君子书穿着警服,脸色严肃,扣子扣在最上一颗,头发束在脑后,有种肃穆感。
孙陈新静默了一会儿,似乎是在组织语言。
“早知道就不把她的身体扔到野外去了。”
孙陈新只说了这么一句,算是默认了自己君子书的说辞。
“为什么要这么做?”
“杀人分屍应该是被判处死刑吧?人是我动手的,我承认。”
孙陈新没回答为什么,只是痛痛快快的伏法。
“你想死。”
君子书不是疑问的语气,而是肯定的说。
她想他们可能遗漏了什么东西,孙陈新的家庭是小康之家,父母双全,又是系里优秀学生,没有疾病史,没理由想死。
“交代一下你们的作案过程。”
既然犯人都这么配合了,君子书拿起纸笔,先记录着。
“那天下午,陈音要带着刘芊芊来找我,我先和刘芊芊碰面了,主意是我出的,我们已经计划了一个星期了。”
“那天天气不错,陈音和刘芊芊来了,我和芊芊按照我们说好的,我和陈音说话,芊芊在后面打她后脑杓,她被我们打晕了。”
“我给她注射了点东西,作为医学生这点本事我还是可以做到的,我们把昏迷的她锁在房间里。”
“然后我们叫来了李寻意,我们三个一起看电影,李寻意走了之后,我们进了房间,继续把房门反锁。”
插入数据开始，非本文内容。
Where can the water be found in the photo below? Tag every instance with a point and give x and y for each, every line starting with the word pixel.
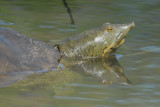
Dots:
pixel 48 21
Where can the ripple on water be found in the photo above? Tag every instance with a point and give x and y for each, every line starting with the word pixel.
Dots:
pixel 2 22
pixel 151 48
pixel 86 85
pixel 76 98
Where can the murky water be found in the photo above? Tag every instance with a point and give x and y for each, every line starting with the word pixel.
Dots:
pixel 81 85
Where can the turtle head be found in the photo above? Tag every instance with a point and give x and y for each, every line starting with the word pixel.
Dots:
pixel 103 40
pixel 113 35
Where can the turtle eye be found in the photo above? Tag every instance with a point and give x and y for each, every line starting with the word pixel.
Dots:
pixel 109 29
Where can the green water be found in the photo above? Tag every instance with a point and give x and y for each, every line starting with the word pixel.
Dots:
pixel 49 21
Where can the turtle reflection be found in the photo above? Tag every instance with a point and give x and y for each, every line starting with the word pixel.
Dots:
pixel 106 70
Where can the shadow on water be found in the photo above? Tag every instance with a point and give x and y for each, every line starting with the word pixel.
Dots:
pixel 106 70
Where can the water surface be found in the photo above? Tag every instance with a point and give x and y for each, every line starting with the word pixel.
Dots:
pixel 49 21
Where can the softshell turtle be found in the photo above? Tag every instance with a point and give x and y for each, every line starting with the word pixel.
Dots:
pixel 21 53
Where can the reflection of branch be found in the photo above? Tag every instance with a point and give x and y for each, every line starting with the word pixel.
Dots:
pixel 69 11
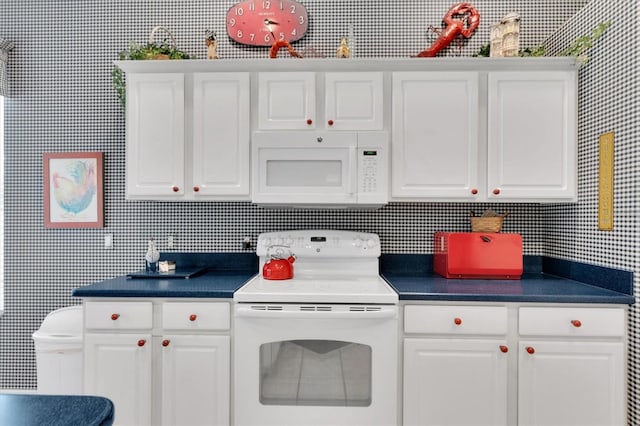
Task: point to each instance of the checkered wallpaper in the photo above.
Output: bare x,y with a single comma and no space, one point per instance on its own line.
61,100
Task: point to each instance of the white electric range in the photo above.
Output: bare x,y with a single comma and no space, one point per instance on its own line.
321,347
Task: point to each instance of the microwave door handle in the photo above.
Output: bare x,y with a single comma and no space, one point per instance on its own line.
352,170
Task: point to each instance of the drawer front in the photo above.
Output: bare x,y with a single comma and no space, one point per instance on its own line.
478,320
594,322
118,315
196,316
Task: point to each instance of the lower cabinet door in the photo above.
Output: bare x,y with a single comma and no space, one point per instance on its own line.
195,380
571,383
455,382
118,366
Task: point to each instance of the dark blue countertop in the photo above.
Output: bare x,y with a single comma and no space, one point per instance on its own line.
546,280
54,410
413,278
224,274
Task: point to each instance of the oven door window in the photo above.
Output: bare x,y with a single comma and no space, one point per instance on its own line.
315,372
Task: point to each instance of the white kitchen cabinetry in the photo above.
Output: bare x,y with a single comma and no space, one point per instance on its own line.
484,136
571,367
188,136
456,371
294,100
160,362
435,146
532,135
527,365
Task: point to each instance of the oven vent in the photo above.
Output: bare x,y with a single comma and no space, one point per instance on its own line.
266,307
365,308
309,308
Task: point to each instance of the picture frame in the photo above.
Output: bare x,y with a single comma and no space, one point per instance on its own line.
73,190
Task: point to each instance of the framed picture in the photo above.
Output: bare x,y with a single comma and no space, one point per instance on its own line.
73,191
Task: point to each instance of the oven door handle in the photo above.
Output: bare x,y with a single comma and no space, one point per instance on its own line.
253,313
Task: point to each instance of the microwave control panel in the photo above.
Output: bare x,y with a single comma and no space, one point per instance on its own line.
373,167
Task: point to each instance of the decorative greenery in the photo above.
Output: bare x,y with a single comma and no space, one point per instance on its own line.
577,48
142,52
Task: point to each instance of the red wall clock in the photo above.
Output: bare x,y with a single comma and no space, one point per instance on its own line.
263,22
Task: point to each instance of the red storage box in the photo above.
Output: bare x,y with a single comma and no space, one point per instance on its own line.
477,255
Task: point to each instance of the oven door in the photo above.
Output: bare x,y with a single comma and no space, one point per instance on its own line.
304,168
308,365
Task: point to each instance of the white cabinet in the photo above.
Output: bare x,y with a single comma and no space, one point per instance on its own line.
435,147
456,371
500,365
188,136
532,135
310,100
484,136
160,362
195,379
155,134
571,367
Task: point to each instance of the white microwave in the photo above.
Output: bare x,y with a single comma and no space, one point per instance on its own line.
320,169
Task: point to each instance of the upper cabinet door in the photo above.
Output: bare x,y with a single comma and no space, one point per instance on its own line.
155,134
221,134
435,135
286,100
354,101
532,135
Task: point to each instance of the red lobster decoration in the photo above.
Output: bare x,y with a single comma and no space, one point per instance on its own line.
453,28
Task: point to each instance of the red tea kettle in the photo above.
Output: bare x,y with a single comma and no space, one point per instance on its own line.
278,267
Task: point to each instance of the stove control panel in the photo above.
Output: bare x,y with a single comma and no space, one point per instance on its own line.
321,243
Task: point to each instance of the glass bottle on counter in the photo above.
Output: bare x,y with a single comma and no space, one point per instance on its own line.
151,257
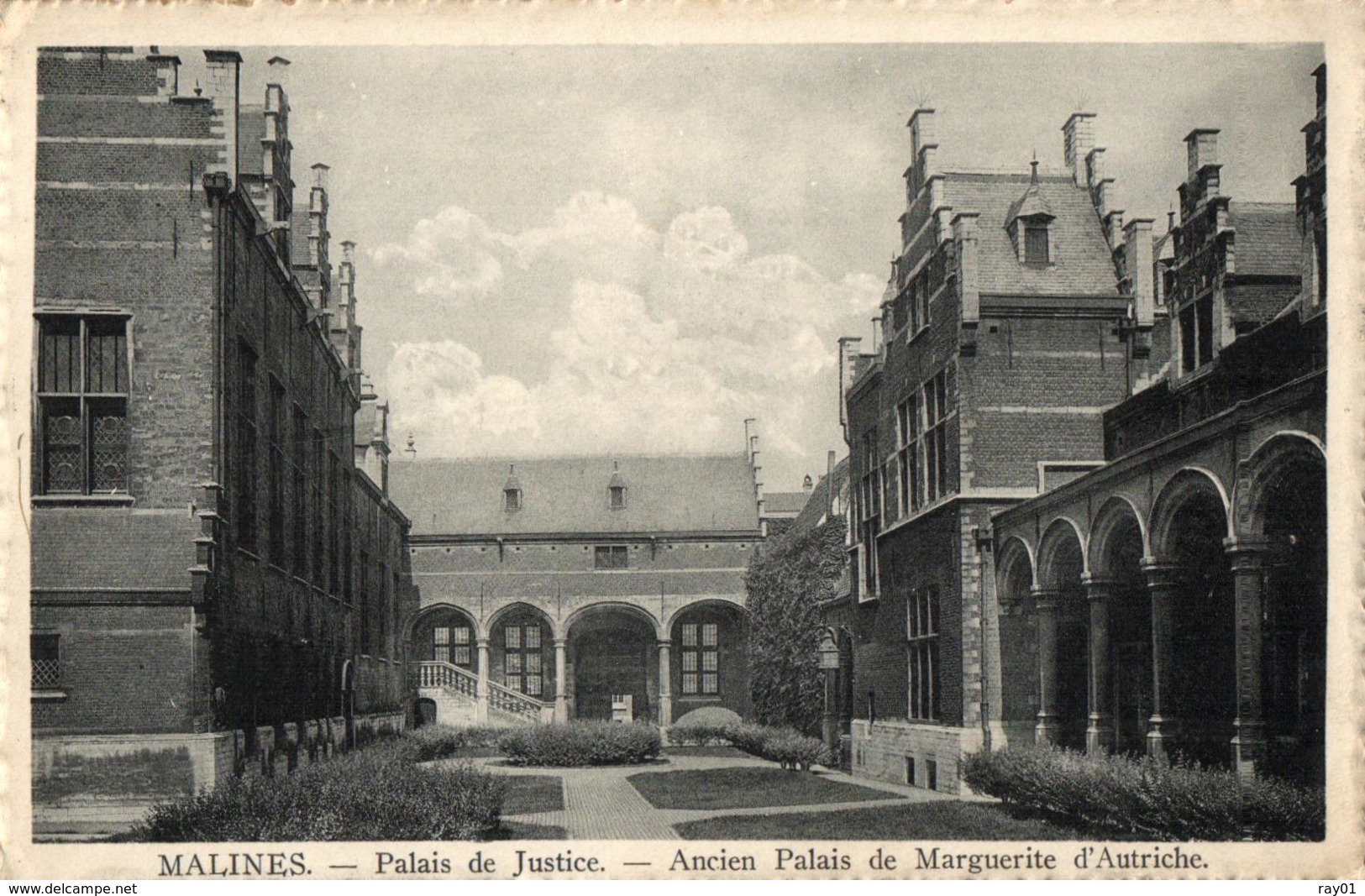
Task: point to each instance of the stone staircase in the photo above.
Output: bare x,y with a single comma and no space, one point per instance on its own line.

“陈音躺在那里,眼睛睁得大大的,她没法说话,只能发出呜呜的求饶的声音。”
孙陈新露出了笑容,白净的脸上带上了一丝愉悦的表情。
“我想她是知道自己错在哪里了,我们会放过她吗?当然不可能。”
“刘芊芊很胆小,她盯着陈音的眼睛,浑身僵硬,不敢动手,还只能是我来啊。”
孙陈新叹气,似乎回到了那个晚上。
房间里的灯光并不明亮,陈音躺在那里,一脸惊恐。
刘芊芊站在旁边,手似乎都在发抖。
他拿出了美工刀,让刘芊芊握住。
刘芊芊握得很紧,也抖的很厉害。
他牵着刘芊芊到了陈音的面前,蹲了下来。
他一只手按住没有力气的陈音的肩膀,另外一只手握住刘芊芊的手,带着她毫不犹豫的又快又准的扎进了陈音的心脏。
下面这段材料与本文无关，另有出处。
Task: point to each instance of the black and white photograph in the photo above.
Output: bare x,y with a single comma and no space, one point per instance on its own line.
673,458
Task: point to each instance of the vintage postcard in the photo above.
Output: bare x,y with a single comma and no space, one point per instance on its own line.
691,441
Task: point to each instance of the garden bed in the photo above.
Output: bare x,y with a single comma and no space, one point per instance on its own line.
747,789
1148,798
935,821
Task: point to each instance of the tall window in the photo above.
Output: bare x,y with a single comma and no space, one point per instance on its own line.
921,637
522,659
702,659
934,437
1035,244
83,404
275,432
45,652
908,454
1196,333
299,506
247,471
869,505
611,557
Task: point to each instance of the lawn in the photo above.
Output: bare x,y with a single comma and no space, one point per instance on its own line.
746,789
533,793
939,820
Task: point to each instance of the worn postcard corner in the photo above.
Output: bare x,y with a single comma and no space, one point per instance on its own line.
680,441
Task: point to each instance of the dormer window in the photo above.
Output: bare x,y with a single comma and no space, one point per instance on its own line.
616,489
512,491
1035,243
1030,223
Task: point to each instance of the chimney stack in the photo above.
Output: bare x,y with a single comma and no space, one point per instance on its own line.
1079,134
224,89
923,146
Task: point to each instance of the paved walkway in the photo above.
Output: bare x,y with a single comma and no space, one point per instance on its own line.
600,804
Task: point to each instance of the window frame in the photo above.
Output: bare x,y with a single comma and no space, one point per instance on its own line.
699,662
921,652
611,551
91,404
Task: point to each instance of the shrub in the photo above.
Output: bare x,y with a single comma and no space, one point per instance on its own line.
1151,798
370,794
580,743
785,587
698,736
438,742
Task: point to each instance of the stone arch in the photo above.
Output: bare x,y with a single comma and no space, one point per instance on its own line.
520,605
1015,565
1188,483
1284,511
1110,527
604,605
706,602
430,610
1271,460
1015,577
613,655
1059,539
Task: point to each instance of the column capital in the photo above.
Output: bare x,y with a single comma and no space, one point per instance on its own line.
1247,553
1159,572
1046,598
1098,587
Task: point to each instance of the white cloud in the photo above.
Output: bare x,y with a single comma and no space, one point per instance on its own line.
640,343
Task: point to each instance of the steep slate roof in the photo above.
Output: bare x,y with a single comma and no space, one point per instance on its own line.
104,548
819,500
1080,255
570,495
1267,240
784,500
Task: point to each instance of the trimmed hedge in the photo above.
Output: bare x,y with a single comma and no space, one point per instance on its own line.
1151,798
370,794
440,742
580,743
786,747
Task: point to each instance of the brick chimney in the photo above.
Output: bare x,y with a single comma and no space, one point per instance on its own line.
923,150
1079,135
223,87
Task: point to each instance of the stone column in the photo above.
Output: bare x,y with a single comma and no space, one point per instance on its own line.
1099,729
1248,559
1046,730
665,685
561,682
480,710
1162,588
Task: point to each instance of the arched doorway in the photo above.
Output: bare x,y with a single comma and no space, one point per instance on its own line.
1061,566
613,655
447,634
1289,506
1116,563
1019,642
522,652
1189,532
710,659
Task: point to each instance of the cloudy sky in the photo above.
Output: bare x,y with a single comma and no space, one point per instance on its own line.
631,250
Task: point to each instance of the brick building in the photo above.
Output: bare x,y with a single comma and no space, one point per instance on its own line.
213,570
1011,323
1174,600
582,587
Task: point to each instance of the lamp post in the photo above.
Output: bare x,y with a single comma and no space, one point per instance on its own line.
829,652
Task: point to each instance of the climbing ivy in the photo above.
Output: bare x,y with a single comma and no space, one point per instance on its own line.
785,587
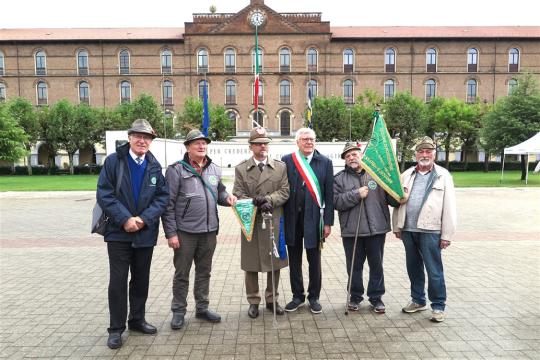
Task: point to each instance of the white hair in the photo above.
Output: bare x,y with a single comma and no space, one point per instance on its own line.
303,131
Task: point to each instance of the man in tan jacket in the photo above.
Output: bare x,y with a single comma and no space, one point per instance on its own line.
426,224
265,181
“人的生命多脆弱啊,我带着她一刀下去,陈音必死无疑,她似乎是有些迷惑了,所以我带着她扎了第二刀,第三刀。”
“陈音死了,再也不能开口说话了。”
孙陈新脸上露出了笑容,带着些许迷幻和陶醉。
“等陈音死透了,刘芊芊胆子才大起来,她似乎是回过神了,变得很激动。”
“她找来了电锯,想要切开陈音的屍体。”
“她不让我帮忙,我只能站在旁边,看着她一下又一下费力的割着屍体。”
“血把地面给染红了,那天晚上的月色很美。”
那天晚上的月亮,也似乎带上了血红的颜色。